‘Why Football Matters’: a life shaped by sports

footballPenguin Press is publishing a wonderful coming of age memoir on Thursday, “Why Football Matters,” by Mark Edmundson.

The author, who teachers English at the University of Virginia, makes a strong, lucid case for the way that his connection to football — both as a very young spectator and later as a high school player — prepared him for life in ways that he didn’t understand at the time.

It’s a “sports book” for people, like me, who have never cared much about football or any other game.
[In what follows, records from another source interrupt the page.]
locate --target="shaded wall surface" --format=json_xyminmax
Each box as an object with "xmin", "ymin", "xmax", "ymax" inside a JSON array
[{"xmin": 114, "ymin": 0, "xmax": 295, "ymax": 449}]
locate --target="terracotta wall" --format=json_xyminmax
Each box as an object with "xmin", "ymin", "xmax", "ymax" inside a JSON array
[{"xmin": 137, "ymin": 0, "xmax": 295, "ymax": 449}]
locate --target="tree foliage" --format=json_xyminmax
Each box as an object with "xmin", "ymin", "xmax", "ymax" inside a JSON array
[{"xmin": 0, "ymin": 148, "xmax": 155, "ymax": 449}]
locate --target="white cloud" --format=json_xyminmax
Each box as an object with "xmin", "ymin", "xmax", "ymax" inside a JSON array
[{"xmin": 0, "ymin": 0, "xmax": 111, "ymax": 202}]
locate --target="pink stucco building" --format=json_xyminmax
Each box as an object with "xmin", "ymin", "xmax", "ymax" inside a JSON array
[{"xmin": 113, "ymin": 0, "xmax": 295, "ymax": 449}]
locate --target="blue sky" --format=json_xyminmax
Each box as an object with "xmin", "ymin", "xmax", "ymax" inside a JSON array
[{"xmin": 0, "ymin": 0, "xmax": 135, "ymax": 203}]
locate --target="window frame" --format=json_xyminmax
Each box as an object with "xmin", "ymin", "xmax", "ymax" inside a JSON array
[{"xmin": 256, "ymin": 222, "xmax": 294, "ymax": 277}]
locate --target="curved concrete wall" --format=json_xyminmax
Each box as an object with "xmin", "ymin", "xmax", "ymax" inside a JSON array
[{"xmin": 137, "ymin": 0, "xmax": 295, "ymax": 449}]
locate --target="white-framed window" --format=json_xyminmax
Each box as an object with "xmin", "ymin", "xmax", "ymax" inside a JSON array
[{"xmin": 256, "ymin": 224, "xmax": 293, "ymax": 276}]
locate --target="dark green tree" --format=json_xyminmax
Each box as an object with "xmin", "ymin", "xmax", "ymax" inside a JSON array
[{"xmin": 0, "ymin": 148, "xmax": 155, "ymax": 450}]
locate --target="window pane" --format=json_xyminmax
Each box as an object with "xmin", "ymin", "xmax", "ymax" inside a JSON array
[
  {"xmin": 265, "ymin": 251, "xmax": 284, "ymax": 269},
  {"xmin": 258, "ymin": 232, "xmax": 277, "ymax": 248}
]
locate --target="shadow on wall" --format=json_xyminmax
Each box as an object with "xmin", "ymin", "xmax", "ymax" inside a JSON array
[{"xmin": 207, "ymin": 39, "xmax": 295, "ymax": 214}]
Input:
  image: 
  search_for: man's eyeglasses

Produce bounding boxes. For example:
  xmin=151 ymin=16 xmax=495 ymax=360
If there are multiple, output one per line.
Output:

Edmundson makes such a tight connection with the reader, and tells his own story so well, that the nuts-and-bolts of playing football becomes secondary to the personal journey underneath the sport. It’s a book about finding a youthful connection with something we love that challenges us to grow.

The writer had a big wake-up call when he shifted from bonding with his dad while watching football on TV as a child to struggling to carve out a place on his high school team. It was painfully hard for Edmundson to play football but the rewards were worth the struggle:

“The game has a wake-up effect. You find out fast that no matter who you are, you get rewarded for hard work. It may not make you a star, but it will definitely increase your chances of starting or playing, or at least not getting your head knocked off. If you slack on conditioning, if you don’t eat right, if you drink too much, smoke too much tobacco or weed, your body will sag, your mind will go dim, and you’ll get hurt. Football is God in its own way. It’s uncertain whether the God above is just, but the God of football tends to be. You get out what you put in; all drops of legitimate sweat become negotiable tender.”

Edmundson is not naive about the downside of organized sports — “Its potential benefits are vast; its dangers are too” — but playing football taught the writer as much as the academic classes he attended.

“I can’t tell you where my undergrad diploma is, and my grad diploma, which was pretty grand-looking, got lost in a move. But in the bottom drawer of my dresser, there’s my football jersey, Medford Mustangs, number 66, white and rich royal blue…I get a look at that jersey nearly every day.”

In a time when criticism of football seems to increase with each new fall season, Edmundson makes a strong and passionate case for the sport’s rightful place in American society.